The scan driving unit 120 may sequentially output the scan signal to the display panel 110. For example, when the scan signal is output to a first scan-line SL, the first through fourth data signals may be applied to the first through fourth pixels 111-1 through 111-4 connected to the first scan-line SL, respectively. Similarly, when the scan signal is output to a second scan-line SL, the first through fourth data signals may be applied to the first through fourth pixels 111-1 through 111-4 connected to the second scan-line SL, respectively. Thus, when the scan driving unit 120 outputs the scan signal to a specific scan-line SL, the first pixels 111-1 connected to the specific scan-line SL may receive the first data signal, the second pixels 111-2 connected to the specific scan-line SL may receive the second data signal, the third pixels 111-3 connected to the specific scan-line SL may receive the third data signal, and the fourth pixels 111-4 connected to the specific scan-line SL may receive the fourth data signal. The data driving unit 130 may alternately output the first data signal for the first pixels 111-1 and the second data signal for the second pixels 111-2 to the display panel 110, and may alternately output the third data signal for the third pixels 111-3 and the fourth data signal for the fourth pixels 111-3 to the display panel 110. That is, the first data signal for the first pixels 111-1 and the second data signal for the second pixels 111-2 may be sequentially output during one horizontal period (1H), and the third data signal for the third pixels 111-3 and the fourth data signal for the fourth pixels 111-4 may be sequentially output during one horizontal period (1H).

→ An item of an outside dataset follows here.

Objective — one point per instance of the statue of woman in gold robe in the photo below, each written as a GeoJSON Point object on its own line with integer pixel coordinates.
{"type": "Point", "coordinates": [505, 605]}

As illustrated in FIG. 1 , the OLED display 100 may have a demultiplexing structure. Thus, the demultiplexing unit 140 may be placed between the display panel 110 and the data driving unit 130, where the demultiplexing unit 140 includes a plurality of demultiplexers DM(1) through DM(m). The demultiplexing unit 140 may alternately receive the first data signal and the second data signal from the data driving unit 130, and may alternately apply the first data signal and the second data signal to the first pixels 111-1 and the second pixels 111-2. That is, the first data signal and the second data signal may be sequentially applied to the first pixels 111-1 and the second pixels 111-2, respectively during one horizontal period (1H). At the same time, the demultiplexing unit 140 may alternately receive the third data signal and the fourth data signal from the data driving unit 130, and may alternately apply the third data signal and the fourth data signal to the third pixels 111-3 and the fourth pixels 111-4. That is, the third data signal and the fourth data signal may be sequentially applied to the third pixels 111-3 and the fourth pixels 111-4, respectively during one horizontal period (1H). For example, a first demultiplexer DM(1) and a second demultiplexer DM(2) may operate as a group 142 of demultiplexers. In this case, as the data driving unit 130 alternately outputs the first data signal and the second data signal via a first output-line TL(1) (i.e., as the data driving unit 130 sequentially outputs the first data signal and the second data signal via the first output-line TL(1) during one horizontal period (1H)), the first demultiplexer DM(1) connected to the first output-line TL(1) may alternately apply the first data signal and the second data signal to the first pixels 111-1 and the second pixels 111-2. Similarly, as the data driving unit 130 alternately outputs the third data signal and the fourth data signal via a second output-line TL(2) (i.e., as the data driving unit 130 sequentially outputs the third data signal and the fourth data signal via the second output-line TL(2) during one horizontal period (1H)), the second demultiplexer DM(2) connected to the second output-line TL(2) may alternately apply the third data signal and the fourth data signal to the third pixels 111-3 and the fourth pixels 111-4.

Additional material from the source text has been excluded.